Tout n'est pas un jeu dans le langage (les jeux dans leur aspect formel, acrobatique, ne l'intéressent pas même s'ils sont à la mode) mais bien une nécessité pour lui. Les jeux sur les codes du langage, il n'a pas assez de distance pour les jouer. Et encore, ce sont des jeux où l'on escamote le corps à corps avec le langage. Non, son rapport au langage est pulsionnel, il est affectif. C'est cet aspect oral, organique, qui est intéressant pour lui. Il lui faut du vivant, il faut que sa phrase ne soit pas tout à fait rationalisable, il faut qu'elle roule des matériaux polysémiques. Il l'envisage comme un magma. Selon Grainville une phrase trop minimale ne pourrait pas lui venir à l'esprit, ces phrases peuvent dégager, dans certains cas, beaucoup de présence comme une aura, elles réverbèrent tout ce qu'elles ne disent pas, le non-dit se cristallise dans le peu qui est dit. Il ne peut pas, il faut qu'il ballait tout le champ des possibles, et là il est très à l'aise, car il récupère enfin sur ce fameux manque. Il le remplit et il le déplie. Il faut que ce soit affectivement fort, il ne peut pas prendre de distance avec le langage, c'est très physique, finalement.

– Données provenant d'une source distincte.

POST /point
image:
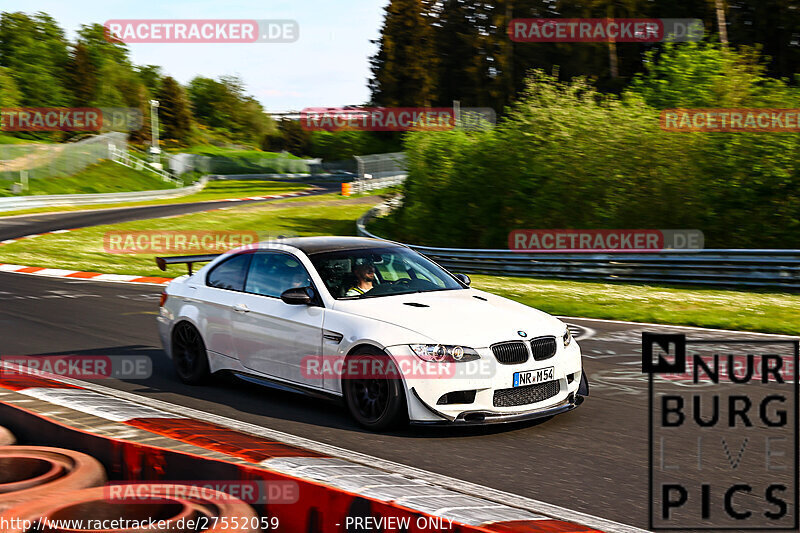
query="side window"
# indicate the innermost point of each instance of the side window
(272, 273)
(392, 268)
(230, 274)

Contrairement à certains écrivains, Grainville à un style d'écriture plutôt violent, il ne ménage pas son lecteur, il décrit les scènes telles quelles, il n'a pas besoin de quelques tournures que ce soit ; cela nous le voyons dans une bonne partie de sa narration. Il décrit le crash de l'avion dans les moindres détailles en spécifiant au tant que faire se peut comment l'avion s'est-il retrouvé au sol, les dégâts causés par cet accident de manière spontanée et soignée.

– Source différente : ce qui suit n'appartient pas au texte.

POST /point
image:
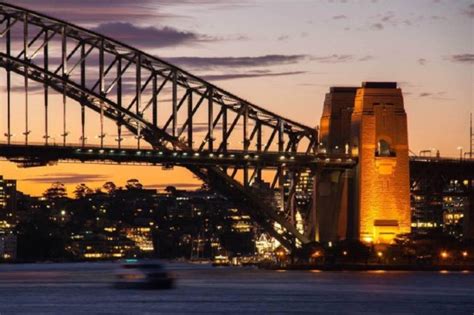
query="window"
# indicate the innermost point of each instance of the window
(383, 149)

L'Atlantique et les amants, son nouveau roman, procède du même parti pris esthétique que Le jour de la fin du monde, une femme me cache.

Ainsi, Grainville orchestre avec une rigueur inattendue, au fil des thèmes qui s'enlacent et se répondent, rencontres improbables, coïncidences invraisemblables, laissant la magie du récit opérer jusqu'à ce que le sens s'impose. D'ailleurs il suffit d'attendre : les dernières catastrophes montrent que la réalité se rapproche dangereusement de la fiction. L'invraisemblable n'est que l'avance de l'art sur le vrai.

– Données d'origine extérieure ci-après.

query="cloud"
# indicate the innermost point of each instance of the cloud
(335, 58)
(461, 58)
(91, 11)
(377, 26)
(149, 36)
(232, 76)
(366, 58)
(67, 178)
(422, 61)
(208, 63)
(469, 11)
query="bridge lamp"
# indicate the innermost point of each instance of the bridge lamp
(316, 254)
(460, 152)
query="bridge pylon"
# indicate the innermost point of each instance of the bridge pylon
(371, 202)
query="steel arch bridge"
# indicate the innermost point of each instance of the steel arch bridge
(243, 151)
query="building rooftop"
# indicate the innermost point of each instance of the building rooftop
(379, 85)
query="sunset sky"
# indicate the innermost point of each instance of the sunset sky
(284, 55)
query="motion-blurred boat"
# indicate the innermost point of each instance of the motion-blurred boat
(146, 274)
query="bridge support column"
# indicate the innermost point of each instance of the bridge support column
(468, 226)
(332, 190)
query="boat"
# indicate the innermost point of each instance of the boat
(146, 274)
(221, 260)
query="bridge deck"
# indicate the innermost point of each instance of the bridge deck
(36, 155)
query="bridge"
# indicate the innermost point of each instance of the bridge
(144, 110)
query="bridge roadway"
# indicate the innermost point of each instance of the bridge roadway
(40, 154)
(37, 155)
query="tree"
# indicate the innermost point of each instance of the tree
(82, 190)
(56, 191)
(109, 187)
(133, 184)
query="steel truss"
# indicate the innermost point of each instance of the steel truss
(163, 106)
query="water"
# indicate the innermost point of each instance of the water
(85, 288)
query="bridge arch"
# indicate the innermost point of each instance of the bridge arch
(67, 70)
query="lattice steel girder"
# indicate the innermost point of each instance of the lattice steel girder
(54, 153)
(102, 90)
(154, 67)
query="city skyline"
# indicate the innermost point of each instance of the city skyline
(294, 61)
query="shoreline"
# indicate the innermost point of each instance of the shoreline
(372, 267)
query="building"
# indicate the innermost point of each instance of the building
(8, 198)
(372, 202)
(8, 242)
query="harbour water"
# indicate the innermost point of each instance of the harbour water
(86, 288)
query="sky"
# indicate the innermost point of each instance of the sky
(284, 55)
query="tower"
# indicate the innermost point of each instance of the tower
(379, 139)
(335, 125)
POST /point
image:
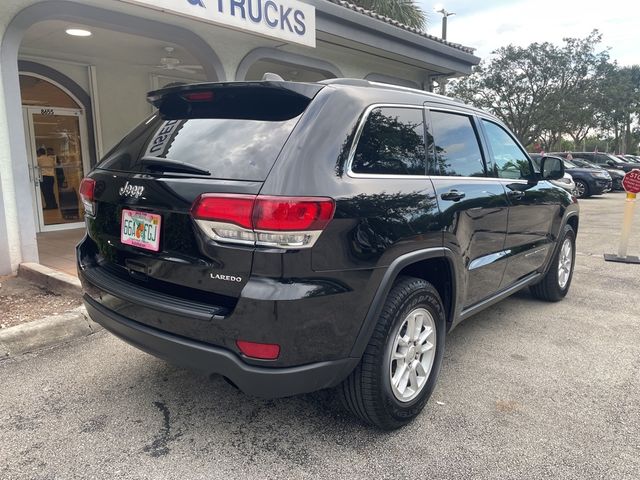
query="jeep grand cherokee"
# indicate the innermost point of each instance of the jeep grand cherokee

Nous pouvons tout de même relever quelques passages poétiques illustratifs :

«Ca l'a rendu folle, cette nuit sans nuit, cette lumière qui n'en fini pas [...] C'est, oui ce soleil qui ne voulait pas mourir, qui ne se couchait jamais. L'infini vous angoisse tout à coup. L'extase est trop forte. On a

50

peur de la facilité, de l'immortalité dans l'étendue sans fard du bleu miraculeux49»

Nous voyons à travers ce passage, comment Grainville utilise les mots. Sorte de chorégraphie, ce roman de Patrick Grainville est un long poème lyrique nourri de toutes les mélancolies humaines.

Grainville, bien que décrivant un instant tragique, y met une touche poétique. Cette nuit sans nuit ; nous renvoie au moment du crash de l'avion. On n'avait pas l'impression que le temps s'était arrêté, tellement il y avait du monde, tous bougeaient de partout sur le lieu de l'accident. Il y avait, des policiers, des journalistes, des médecins, des voleurs des spectateurs etc. .Tous constataient avec amertume ce triste spectacle.

Cette lumière qui n'en fini pas [...] C'est, oui ce soleil qui ne voulait pas mourir, qui ne se couchait jamais ; cette expression métaphorique renvoie directement à l'explosion qui s'est produite, l'éclat, l'éclat produite par l'explosion.

L'infini vous angoisse tout à coup. L'extase est trop forte. On a peur de la facilité, de l'immortalité dans l'étendue sans fard du bleu miraculeux ; l'infini ici renvoie directement à la mort ; de même que la facilité, de l'immortalité. Ce on pronom impersonnel employé par l'auteur renvoie directement à l'être humain refusant de mourir comme disait un grand homme : « la mort cette grande faucheuse»50.

49 Patrick GRAINVILLE, le jour de la fin du monde, une femme me cache, édition du Seuil, 2001.page 58.

50 Expression extraite du discours du Président Léon MBA à son retour de France alors qu'il sortait d'une hospitalisation.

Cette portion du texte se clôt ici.